Садитесь, — сказал он Нату, но сам неподвижно и молча продолжал стоять у окна.
Нат сел и стал ждать.
— Фарос, знаменитый маяк в Александрии, — начал Колдуэлл, — тысячу лет указывал кораблям путь прохода в Нил.
Тут он повернулся лицом к Нату. Теперь был виден только его силуэт, крошечный на фоне бескрайнего неба.
— Недавно я познакомился с капитаном лайнера «Франс». Он мне сказал, что первый кусочек Америки, который он видит, приплывая с востока, — это вершина нашей Башни, здания, которое мы спроектировали и за строительством которой наблюдали. Он назвал ее Фаросом нашего времени.

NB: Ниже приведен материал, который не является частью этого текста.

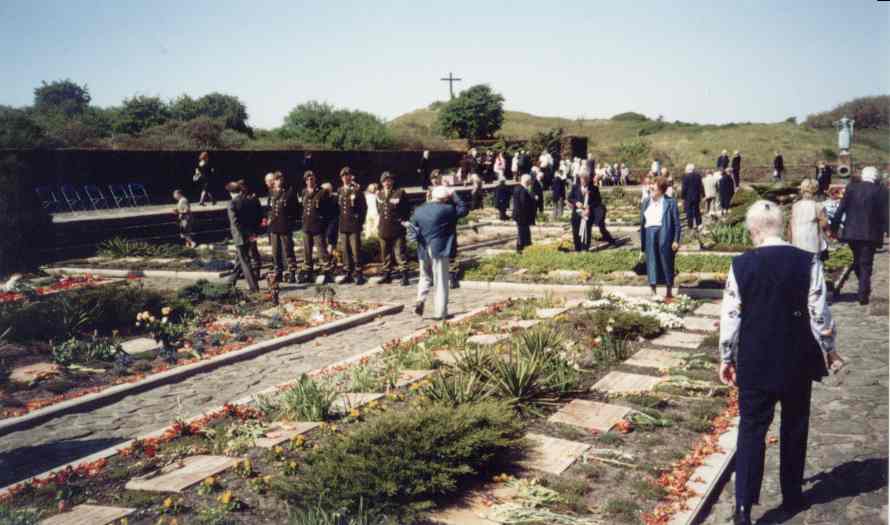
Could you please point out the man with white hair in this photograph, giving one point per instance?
(434, 227)
(693, 190)
(865, 207)
(773, 349)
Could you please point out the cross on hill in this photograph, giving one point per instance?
(451, 80)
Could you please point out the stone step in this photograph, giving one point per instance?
(178, 478)
(282, 431)
(654, 358)
(590, 415)
(89, 515)
(623, 383)
(553, 455)
(679, 340)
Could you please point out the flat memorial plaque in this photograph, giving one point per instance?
(679, 340)
(195, 469)
(653, 358)
(553, 455)
(590, 415)
(89, 515)
(624, 383)
(282, 431)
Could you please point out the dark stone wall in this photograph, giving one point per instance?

Колдуэлл подошел к столу и сел. Теперь Нат ясно видел его лицо: оно ничего не выражало. На столе перед Колдуэллом лежала пачка ксерокопий.
— Что это вы натворили, Нат?
— Не знаю, мистер Колдуэлл.
Колдуэлл показал на бумаги:
— Вы это видели?
— Видел. И уже говорил с Гиддингсом.
Пауза.
— Поправка: уже выслушал Гиддингса.
Снова пауза.
– Чтобы все было ясно, – это не мои подписи. Без ведома Льюиса я не вмешиваюсь ни в какие вопросы по электрической части. «Джозеф Льюис и компания», электротехническая фирма. – У Ната было абсурдное ощущение, что он разговаривает сам с собой.
– Я не вмешиваюсь, – сказал Колдуэлл, – в этом контексте не звучит. Теоретически без Льюиса никто бы ничего не менял. Но ведь кто-то одобрил изменения, и все говорит о том, что сделано это по поручению нашей конторы, ведущей надзор за проектом.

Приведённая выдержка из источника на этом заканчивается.